Nur an das sabbernde Loch von der Entzündung hatte ich nicht mehr gedacht. Für das habe ich nur ein Wundverband-Pflaster bekommen, für den Notfall.

Tag 19
Morgens ist natürlich der ganze Schlafanzug nass von der Spülflüssigkeit, die nach und nach rausgelaufen ist. Da wir keine Kompressen zum Abwischen haben hält das Pflaster auf der nassen Haut nicht.

Meine HA ist in noch Urlaub und die Vertretung mit der Wundversorgung überfordert.
Ob ich denn den Arzt im KH nochmal aufsuchen solle, fragte sie und ich sagte ihr, wenn alles gut ginge, sollte ich ihn nicht wiedersehen. „Aber es geht nicht alles gut!“, verzweifelte sie.

Ich habe erklärt, wie Dr. Schwarz gespült hat (mit Spritze und Blasenkatheter-Schlauch), aber das könne man hier nicht, weil man solches Material nicht habe. Am liebsten solle ich wieder ins KH gehen.
Unglaublich.
Was mich am meisten geärgert hat: Obwohl ich erklärt habe, dass das Jelonet gewechselt werden muss, haben sie es nicht getan und nur die Pflaster ausgetauscht. Und ein Stück des selbstauflösenden Fadens hat sie trotz meines Protestes abgeschnitten mit dem selben Argument, aus dem das Papierpflaster abgerupft wurde (obwohl sie selbst keins hatten, um es zu erneuern): „Das sieht ja nicht schön aus!“

Immerhin habe ich noch ein Rezept für Kompressen und eins für den Verband für die ehemals eitrige Stelle bekommen können. Das hab ich auch flugs bei der Apotheke abgegeben und gehe es gleich abholen.
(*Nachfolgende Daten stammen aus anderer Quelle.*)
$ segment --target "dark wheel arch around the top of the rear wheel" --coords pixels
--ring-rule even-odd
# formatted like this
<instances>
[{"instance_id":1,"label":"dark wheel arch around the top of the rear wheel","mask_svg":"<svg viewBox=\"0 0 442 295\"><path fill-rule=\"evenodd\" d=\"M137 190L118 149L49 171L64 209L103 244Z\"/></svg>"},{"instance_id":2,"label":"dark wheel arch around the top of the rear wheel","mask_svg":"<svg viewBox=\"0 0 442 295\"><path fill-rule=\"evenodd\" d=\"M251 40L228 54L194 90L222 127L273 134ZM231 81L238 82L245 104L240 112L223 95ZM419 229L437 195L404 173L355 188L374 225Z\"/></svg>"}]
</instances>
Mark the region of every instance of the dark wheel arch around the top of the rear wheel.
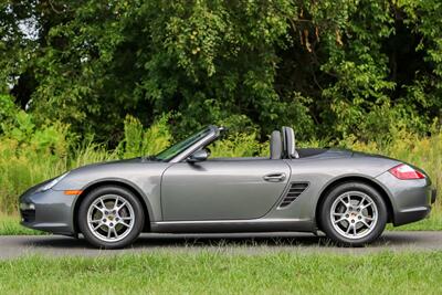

Ein Anruf bei Frau Boehme brachte mir einen Termin für die morgige Sprechstunde ein; täglich müsse jetzt nicht mehr gespült werden.
Dann werde ich wohl die Nachsorge selbst übernehmen, solange ich nicht zum Spülen fahren muss.

Tag 20
Heute hat Dr. Schwarz festgestellt, dass das Loch schon so zu ist, dass man nur noch mit Gewalt was reinstecken könnte, um zu spülen. Deshalb hat er davon abgesehen. Es darf jetzt einfach ganz normal zuheilen und muss nicht künstlich offen gehalten werden.
Da die Brust auf der rechten Seite nen Touch röter und etwas wärmer ist, soll ich sicherheitshalber nochmal 5 Tage Antibiotika nehmen. 

Tag 21
Jetzt sind die ersten drei Wochen rum seit der Mastek.
Nach und nach habe ich mir schon einiges wieder erarbeitet, das ich selbst machen kann. Die leeren Pfandflaschen (Plastik) kann ich zB selbst wegbringen gehen, aber die neuen herschleppen darf ich noch nicht. Spazieren gehen ist drin, aber Schwimmen noch nicht. Kann anderthalb bis zwei Kilo je Seite tragen und mehr soll ich auch noch nicht.